Author

FERRIOL, Charles de, Marquis and LE HAY.


Title

Recueil de cent estampes representant differentes nations du Levant,
gravees sur les tableaux peints d'apres nature en 1707 & 1708. [bound with:] Explication de cent estampes qui representent differentes nations du Levant avec de nouvelles estampes de ceremonies Turques qui ont aussi leurs explications.


Published, Date

[Le Hay], Colombat , Paris,1714-15.


Price: £75000

 

Description

Folio, engraved title illuminated with gold, [4] preface, title-page, 26 pp. of engraved descriptive text, engraved sheet of music at rear, 102 original contemporary hand-coloured plates after Van Mour (the last 3 double-page). Contemporary calf gilt, rebacked and restored.


Note

This important work forms the "basic prototype for Levantine costume plates" (Atabey). The most luxurious edition of this book, with hand-coloured plates heightened with gold and mica.

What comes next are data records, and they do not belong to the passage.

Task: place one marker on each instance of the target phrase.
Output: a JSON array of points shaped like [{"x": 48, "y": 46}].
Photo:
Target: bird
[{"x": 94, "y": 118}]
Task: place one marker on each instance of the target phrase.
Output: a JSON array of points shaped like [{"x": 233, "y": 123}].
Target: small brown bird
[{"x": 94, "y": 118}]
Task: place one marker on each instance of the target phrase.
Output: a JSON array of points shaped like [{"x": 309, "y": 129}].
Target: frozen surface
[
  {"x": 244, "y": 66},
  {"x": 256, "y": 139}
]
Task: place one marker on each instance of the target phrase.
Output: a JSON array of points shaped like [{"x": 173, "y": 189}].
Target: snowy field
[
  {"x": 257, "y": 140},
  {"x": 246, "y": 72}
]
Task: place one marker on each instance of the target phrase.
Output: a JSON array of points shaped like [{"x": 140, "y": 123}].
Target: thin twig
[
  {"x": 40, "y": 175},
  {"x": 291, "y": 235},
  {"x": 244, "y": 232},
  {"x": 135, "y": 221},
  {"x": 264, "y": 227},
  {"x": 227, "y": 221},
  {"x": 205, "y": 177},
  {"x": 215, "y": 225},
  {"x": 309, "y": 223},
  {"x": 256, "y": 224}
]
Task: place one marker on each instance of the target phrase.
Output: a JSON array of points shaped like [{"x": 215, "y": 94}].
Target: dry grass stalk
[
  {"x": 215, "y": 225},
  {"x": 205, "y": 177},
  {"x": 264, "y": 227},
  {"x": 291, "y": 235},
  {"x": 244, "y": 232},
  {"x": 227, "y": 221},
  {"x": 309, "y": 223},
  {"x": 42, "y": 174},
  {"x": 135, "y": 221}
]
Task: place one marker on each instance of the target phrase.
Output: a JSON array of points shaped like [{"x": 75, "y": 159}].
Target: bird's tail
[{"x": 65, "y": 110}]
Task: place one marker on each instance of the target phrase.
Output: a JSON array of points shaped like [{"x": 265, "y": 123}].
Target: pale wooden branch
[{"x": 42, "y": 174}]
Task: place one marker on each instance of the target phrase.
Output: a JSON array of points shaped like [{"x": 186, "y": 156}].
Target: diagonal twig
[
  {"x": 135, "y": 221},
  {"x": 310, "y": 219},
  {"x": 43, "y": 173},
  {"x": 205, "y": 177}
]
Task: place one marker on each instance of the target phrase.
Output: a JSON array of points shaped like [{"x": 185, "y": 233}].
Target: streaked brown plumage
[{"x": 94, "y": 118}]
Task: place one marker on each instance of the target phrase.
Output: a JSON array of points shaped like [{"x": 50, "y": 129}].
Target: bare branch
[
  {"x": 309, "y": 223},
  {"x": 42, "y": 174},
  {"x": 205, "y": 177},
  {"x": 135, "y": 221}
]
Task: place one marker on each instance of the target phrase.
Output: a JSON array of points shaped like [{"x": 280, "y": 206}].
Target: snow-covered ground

In addition to the sixty or so plates depicting Turkish Court, noble, military and other costume, the work illustrates the regional, religious or national costume of several other parts of the Turkish Empire. These include Greeks (10); Albanians (2); Jews (3); Hungarians (2); Wallachians (3); Bulgarians (2); Crimean Tartars (1); Armenians (5); Persians (2); Indians (2); Arabs (1); Barbary Coast (4); and Moors (1). The plates for this work were commissioned by Charles de Ferriol (1652-1722), the French ambassador to the Porte between 1699 and 1709. The plates were engraved after drawings by the Flemish artist J.B. van Mour, who lived and worked in Constantinople for many years during the first part of the eighteenth century. It has been suggested that van Mour came to Constantinople with the entourage of Ferriol in 1699. When the paintings were complete, Ferriol helped Le Hay to publish the present prints of the pictures. Le Hay's work was an instant success and the plates quickly became the principal source of turqueries for artists and publishers throughout Europe. In recognition of van Mour's talents, he was granted the unique post of 'Peintre ordinaire du Roi en Levant' in 1725. Van Mour's paintings (and the plates that derive from them) show Constantinople as a cosmopolitan place with Muslims and non-Muslims uniting in shared 'Ottoman' pleasures. Armenians, Franks, Greeks and Persians are shown drinking coffee, playing mankeh (a version of backgammon), or making music.


References

Atabey 429; Blackmer 591; Cohen de Ricci 619; Colas 1819; Lipperheide 413.